3

I'm working on AWS EMR with Spark version 2.4.7-amzn-1, using Scala version 2.11.12 (OpenJDK 64-Bit Server VM, Java 1.8.0_302).

I wanted to reduce a dataset of my custom case class Item by key, where the key itself is a custom case class. However, the reduceByKey did not work as I expected.

Here are the two classes:

case class Key(
  name: String,
  color: String
)

case class Item(
  name: String,
  color: String,
  count: Int
) {
    def key: Key = Key(name, color)
}

To aggregate, I defined a custom combine function in Item's companion object that just adds up the counts:

object Item {
  def combine(i1: Item, i2: Item): Item = i1.copy(count = i1.count + i2.count)
}

Here's my aggregate function:

import org.apache.spark.sql.Dataset
import spark.implicits._

def aggregate(items: Dataset[Item]): Dataset[Item] = items
  .rdd
  .keyBy(_.key)
  .reduceByKey(Item.combine)
  .map(_._2)
  .toDS

Now if I try to aggregate...

val items: Dataset[Item] = spark.sparkContext.parallelize(
  Seq(
    Item("Square", "green", 8),
    Item("Triangle", "blue", 3),
    Item("Square", "green", 5),
    Item("Triangle", "blue", 7)
  )
).toDS

val aggregated: Dataset[Item] = aggregate(items)

aggregated.show

...the output shows that the dataset has not been reduced:

+--------+-----+-----+
|    name|color|count|
+--------+-----+-----+
|  Square|green|    8|
|  Square|green|    5|
|Triangle| blue|    3|
|Triangle| blue|    7|
+--------+-----+-----+

However, I observed that the aggregation did work, when I changed the order of the 4 items in the sequence, so the outcome is not consistent.

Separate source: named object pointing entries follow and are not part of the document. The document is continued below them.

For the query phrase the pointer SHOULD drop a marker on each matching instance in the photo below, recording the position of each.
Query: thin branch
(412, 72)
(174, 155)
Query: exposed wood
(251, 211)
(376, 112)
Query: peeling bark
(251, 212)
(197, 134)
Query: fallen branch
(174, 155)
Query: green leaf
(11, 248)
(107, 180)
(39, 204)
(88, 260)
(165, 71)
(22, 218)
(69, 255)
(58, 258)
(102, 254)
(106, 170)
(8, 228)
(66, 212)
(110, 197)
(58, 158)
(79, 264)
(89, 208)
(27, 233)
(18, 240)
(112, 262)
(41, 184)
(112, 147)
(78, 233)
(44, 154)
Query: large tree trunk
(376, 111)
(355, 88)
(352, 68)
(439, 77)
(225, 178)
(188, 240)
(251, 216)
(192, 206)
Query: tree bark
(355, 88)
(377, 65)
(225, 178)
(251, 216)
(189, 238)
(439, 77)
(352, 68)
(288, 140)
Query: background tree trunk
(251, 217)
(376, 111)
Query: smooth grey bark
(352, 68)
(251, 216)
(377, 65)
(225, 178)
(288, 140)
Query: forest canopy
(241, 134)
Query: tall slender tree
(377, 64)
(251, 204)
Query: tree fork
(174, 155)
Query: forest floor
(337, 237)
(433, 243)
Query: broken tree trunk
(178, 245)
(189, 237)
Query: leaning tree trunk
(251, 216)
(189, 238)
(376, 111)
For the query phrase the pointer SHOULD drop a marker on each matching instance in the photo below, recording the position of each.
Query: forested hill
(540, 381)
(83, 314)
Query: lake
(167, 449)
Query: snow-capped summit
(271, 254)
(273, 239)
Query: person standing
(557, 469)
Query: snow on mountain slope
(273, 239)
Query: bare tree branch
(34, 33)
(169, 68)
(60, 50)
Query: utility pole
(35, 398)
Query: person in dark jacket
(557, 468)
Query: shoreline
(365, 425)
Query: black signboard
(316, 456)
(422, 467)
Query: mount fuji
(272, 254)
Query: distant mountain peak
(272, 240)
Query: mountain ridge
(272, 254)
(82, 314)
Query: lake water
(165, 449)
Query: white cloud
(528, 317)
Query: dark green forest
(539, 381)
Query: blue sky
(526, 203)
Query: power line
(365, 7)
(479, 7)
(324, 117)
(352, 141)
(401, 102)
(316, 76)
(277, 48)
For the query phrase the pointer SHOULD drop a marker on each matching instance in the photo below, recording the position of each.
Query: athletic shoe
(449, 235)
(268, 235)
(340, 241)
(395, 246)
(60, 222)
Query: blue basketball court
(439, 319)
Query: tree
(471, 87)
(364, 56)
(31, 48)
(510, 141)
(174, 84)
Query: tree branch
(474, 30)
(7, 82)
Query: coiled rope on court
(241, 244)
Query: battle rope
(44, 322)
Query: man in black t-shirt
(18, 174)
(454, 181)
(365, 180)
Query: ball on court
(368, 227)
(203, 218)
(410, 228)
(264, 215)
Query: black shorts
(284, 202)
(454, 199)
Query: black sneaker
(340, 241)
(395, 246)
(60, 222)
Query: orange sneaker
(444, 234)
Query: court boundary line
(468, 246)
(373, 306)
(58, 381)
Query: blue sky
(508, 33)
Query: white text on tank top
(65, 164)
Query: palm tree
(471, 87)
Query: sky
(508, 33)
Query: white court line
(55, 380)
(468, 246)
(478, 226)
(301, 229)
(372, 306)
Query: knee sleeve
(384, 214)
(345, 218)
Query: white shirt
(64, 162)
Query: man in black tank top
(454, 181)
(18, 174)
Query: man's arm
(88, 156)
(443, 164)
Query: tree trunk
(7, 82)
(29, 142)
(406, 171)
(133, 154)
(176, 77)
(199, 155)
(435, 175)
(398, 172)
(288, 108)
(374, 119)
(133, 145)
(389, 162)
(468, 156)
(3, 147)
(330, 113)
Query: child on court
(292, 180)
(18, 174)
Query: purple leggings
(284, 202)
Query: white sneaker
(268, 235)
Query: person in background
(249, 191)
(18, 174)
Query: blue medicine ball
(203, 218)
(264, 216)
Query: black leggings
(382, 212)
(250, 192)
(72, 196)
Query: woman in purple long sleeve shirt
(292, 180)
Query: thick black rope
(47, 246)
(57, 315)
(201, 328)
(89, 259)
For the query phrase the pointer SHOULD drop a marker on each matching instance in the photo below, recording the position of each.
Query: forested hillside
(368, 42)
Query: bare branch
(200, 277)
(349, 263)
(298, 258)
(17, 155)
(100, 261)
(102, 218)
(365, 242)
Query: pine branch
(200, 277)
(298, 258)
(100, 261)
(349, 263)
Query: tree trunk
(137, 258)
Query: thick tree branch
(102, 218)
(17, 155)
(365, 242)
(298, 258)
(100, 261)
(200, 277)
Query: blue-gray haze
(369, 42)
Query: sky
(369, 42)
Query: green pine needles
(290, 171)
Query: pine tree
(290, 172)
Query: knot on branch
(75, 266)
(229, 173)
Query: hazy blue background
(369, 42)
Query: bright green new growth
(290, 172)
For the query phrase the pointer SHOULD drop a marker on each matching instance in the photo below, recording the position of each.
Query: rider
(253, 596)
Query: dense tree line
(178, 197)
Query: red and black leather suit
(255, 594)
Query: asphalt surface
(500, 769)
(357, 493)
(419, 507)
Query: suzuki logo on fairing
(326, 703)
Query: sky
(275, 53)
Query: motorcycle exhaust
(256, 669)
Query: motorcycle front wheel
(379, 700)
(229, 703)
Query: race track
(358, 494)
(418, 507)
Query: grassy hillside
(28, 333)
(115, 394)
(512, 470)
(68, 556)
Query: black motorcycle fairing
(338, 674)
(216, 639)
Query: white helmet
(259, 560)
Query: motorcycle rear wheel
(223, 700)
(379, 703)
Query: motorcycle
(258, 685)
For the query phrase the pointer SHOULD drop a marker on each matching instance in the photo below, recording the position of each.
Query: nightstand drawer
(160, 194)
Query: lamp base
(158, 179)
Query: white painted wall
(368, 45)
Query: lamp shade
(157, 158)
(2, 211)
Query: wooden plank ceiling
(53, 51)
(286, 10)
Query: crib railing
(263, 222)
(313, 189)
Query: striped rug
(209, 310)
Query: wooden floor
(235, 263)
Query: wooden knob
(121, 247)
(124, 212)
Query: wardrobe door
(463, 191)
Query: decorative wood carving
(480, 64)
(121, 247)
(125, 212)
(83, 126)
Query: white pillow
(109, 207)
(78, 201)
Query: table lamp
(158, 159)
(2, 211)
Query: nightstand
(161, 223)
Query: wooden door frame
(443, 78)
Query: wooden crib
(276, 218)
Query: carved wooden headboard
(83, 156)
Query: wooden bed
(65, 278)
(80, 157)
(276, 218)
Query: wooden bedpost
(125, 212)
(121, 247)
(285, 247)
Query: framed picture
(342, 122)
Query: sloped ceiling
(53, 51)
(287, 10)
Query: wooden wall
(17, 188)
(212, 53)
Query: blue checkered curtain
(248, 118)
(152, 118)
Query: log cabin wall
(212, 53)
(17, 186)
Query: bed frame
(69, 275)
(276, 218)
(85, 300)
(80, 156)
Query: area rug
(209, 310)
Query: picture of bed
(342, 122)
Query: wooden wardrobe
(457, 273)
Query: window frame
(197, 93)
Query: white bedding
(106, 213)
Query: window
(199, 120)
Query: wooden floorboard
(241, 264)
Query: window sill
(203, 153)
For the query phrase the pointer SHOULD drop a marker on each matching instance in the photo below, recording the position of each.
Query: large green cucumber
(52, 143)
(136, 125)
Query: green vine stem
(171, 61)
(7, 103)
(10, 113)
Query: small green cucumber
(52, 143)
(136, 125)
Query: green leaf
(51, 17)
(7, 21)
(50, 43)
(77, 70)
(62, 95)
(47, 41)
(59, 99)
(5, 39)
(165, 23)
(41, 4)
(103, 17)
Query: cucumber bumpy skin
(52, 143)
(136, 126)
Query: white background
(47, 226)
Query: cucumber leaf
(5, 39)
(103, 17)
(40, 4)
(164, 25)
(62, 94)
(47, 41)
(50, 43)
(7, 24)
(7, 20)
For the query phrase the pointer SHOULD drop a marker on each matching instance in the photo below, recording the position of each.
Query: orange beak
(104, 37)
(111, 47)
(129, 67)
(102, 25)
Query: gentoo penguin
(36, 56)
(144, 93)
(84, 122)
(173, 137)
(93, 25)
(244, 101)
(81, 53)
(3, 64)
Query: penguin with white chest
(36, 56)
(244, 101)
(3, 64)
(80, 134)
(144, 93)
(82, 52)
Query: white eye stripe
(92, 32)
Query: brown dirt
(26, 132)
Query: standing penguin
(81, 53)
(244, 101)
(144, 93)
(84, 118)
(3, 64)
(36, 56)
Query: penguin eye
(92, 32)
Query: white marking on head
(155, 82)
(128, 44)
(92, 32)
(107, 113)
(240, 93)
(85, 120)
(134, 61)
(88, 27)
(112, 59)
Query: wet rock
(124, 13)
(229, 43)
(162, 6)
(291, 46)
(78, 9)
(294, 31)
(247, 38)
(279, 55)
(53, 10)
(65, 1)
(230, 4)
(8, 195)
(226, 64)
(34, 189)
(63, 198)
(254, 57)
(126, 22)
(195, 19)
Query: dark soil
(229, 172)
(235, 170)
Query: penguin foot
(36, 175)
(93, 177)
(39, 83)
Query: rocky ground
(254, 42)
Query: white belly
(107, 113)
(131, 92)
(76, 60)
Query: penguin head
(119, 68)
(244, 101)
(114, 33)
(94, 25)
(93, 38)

If I change the key from being a case class instance

def key: Key = Key(name, color)

into being a tuple

def key: Tuple2[String, String] = (name, color)

the aggregation works as expected, giving this output:

+--------+-----+-----+
|    name|color|count|
+--------+-----+-----+
|  Square|green|   13|
|Triangle| blue|   10|
+--------+-----+-----+

So, does reduceByKey in general not (reliably) work with case classes? Is this the expected behavior? Or has this nothing to do with case class vs. tuple and the real cause lies hidden somewhere else? My Key class seems quite simple to me, so I guess, it's not a hashing or comparing issue. (I could be wrong.)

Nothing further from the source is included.